One can also argue that detecting absolute distance isn’t necessary to drive a car. Time to-contact may be more useful. Even only detecting “change in bearing” can be sufficient to avoid collision (https://eoceanic.com/sailing/tips/27/179/how_to_tell_if_you_...)
Having said that, LiDAR works better than vision in mild fog, and if it’s possible to add a decent absolute distance sensor for little extra cost, why wouldn’t you?
Human/animal vision uses way more than parallax to judge distances and bearings - it uses a world model that evolved over millions of years to model the environment. That's why we can get excellent 3D images from a 2D screen, and also why our depth perception can be easily tricked with objects of unexpected size.

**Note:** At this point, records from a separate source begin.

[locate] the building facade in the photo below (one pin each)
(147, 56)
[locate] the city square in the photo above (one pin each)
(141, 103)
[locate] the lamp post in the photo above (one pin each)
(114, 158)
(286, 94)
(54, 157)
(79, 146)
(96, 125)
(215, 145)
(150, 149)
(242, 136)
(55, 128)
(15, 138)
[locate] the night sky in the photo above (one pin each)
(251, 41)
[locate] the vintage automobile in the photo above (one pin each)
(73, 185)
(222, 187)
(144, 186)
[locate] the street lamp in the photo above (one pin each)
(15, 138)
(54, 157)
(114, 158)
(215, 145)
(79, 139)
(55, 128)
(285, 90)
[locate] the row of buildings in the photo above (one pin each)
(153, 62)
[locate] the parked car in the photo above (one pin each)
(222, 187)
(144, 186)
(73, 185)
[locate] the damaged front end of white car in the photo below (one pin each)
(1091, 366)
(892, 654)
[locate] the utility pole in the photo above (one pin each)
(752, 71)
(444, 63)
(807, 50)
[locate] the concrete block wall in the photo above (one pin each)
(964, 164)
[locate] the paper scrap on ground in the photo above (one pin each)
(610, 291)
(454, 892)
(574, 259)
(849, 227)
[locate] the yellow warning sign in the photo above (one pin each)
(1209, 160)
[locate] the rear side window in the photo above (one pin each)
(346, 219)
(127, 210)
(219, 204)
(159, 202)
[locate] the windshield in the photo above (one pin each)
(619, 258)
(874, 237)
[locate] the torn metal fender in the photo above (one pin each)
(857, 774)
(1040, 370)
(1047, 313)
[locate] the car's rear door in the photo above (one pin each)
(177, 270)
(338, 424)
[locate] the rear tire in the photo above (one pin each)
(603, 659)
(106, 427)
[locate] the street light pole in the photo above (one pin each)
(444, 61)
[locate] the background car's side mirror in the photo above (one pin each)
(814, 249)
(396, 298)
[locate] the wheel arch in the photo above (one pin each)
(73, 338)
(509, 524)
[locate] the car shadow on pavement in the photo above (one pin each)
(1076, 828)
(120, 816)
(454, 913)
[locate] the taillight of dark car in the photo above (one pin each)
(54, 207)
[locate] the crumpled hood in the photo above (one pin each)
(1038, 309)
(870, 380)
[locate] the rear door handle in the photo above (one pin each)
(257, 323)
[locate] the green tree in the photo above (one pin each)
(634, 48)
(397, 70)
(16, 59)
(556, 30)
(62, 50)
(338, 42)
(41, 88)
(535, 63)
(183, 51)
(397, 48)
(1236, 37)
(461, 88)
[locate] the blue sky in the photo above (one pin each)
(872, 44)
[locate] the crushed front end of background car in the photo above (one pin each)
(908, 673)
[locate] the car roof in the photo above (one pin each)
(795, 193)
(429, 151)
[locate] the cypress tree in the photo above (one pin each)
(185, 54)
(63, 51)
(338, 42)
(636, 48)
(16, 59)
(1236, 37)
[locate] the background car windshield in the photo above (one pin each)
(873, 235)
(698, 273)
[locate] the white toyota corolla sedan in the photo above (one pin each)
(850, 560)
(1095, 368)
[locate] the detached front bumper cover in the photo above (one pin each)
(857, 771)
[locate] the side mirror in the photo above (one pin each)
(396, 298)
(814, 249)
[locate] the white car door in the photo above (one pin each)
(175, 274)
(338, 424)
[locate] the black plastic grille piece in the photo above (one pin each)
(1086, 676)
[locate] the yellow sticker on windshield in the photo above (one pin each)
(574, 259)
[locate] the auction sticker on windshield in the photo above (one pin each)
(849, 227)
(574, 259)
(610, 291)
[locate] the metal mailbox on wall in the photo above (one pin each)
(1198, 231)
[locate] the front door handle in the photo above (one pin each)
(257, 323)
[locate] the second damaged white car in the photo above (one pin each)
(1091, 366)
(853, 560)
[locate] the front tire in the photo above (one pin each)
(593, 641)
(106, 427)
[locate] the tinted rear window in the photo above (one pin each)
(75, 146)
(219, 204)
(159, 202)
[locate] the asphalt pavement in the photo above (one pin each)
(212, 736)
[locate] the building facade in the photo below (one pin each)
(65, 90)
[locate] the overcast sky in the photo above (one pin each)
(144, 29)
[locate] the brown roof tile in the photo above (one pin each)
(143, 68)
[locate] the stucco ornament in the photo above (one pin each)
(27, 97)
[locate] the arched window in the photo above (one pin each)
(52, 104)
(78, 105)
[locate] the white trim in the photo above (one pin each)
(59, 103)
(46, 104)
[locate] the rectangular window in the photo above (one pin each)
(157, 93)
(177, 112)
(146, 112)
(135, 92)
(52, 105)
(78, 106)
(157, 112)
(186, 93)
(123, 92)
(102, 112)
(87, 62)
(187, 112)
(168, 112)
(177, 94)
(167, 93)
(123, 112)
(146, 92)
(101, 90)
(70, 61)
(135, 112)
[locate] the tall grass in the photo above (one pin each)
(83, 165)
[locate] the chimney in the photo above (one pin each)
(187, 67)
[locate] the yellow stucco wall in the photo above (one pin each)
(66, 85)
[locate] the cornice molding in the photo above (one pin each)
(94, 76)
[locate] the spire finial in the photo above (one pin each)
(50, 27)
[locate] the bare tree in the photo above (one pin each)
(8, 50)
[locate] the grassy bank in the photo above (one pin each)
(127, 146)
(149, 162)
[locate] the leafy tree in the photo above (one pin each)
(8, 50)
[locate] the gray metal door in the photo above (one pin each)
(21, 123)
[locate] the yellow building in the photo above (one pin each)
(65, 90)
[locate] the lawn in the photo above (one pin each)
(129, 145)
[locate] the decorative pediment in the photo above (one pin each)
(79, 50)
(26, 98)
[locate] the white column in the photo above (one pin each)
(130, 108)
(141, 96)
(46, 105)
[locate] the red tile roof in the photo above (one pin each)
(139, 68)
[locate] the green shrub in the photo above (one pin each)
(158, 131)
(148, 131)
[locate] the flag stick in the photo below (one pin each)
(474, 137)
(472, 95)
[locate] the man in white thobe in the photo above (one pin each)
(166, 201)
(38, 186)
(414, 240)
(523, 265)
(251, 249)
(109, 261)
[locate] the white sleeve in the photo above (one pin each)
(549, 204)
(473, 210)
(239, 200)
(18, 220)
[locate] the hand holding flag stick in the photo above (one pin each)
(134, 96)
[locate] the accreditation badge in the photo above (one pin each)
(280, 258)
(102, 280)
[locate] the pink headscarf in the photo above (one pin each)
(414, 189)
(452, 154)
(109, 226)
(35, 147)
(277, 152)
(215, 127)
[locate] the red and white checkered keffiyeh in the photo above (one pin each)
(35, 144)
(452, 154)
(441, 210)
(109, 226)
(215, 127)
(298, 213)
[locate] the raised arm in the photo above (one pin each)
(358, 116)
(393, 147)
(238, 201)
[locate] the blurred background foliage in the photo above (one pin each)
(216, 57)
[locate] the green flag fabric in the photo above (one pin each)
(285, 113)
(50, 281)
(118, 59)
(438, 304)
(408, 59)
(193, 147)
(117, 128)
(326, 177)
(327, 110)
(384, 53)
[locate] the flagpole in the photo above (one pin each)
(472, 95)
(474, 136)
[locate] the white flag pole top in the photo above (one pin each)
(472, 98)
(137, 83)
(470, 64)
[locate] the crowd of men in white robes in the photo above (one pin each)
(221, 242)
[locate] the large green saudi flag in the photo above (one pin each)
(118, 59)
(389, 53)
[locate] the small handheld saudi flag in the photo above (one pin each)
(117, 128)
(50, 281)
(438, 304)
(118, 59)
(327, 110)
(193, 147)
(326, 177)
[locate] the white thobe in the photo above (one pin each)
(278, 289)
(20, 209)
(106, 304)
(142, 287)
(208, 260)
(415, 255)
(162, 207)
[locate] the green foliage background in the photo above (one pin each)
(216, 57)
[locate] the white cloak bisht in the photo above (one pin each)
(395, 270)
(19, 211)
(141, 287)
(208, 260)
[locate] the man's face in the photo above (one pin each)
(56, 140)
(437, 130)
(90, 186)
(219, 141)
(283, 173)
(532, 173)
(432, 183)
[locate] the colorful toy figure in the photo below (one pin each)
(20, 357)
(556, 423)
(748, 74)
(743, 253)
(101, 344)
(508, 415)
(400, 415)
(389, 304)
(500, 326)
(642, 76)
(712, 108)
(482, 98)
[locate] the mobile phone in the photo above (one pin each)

Put a human or animal in an abstract environment with no shadows and no familiar objects, and you'll see that depth perception based solely on parallax is actually very bad.
Human eyes are much better than cameras at dealing with dynamic range. They’re also attached to a super-computer which has been continuously trained for many years to determine distances and classify objects.
> Human eyes do not have distance information
Single human eyes do resolve depth perception. Not as good as binocular vision, but you don't loose all depth perception of you lose an eye.
https://en.wikipedia.org/wiki/Monocular_vision
I don’t like the comparison between humans and humans. Humans don’t travel around at 100mph in packs of other humans. Why not use every sensor type at our disposal if it gives us more info to make decisions? Yes I understand it’s more complicated, but we figure stuff out.
Let me know when you have a camera package with human eye equivalency.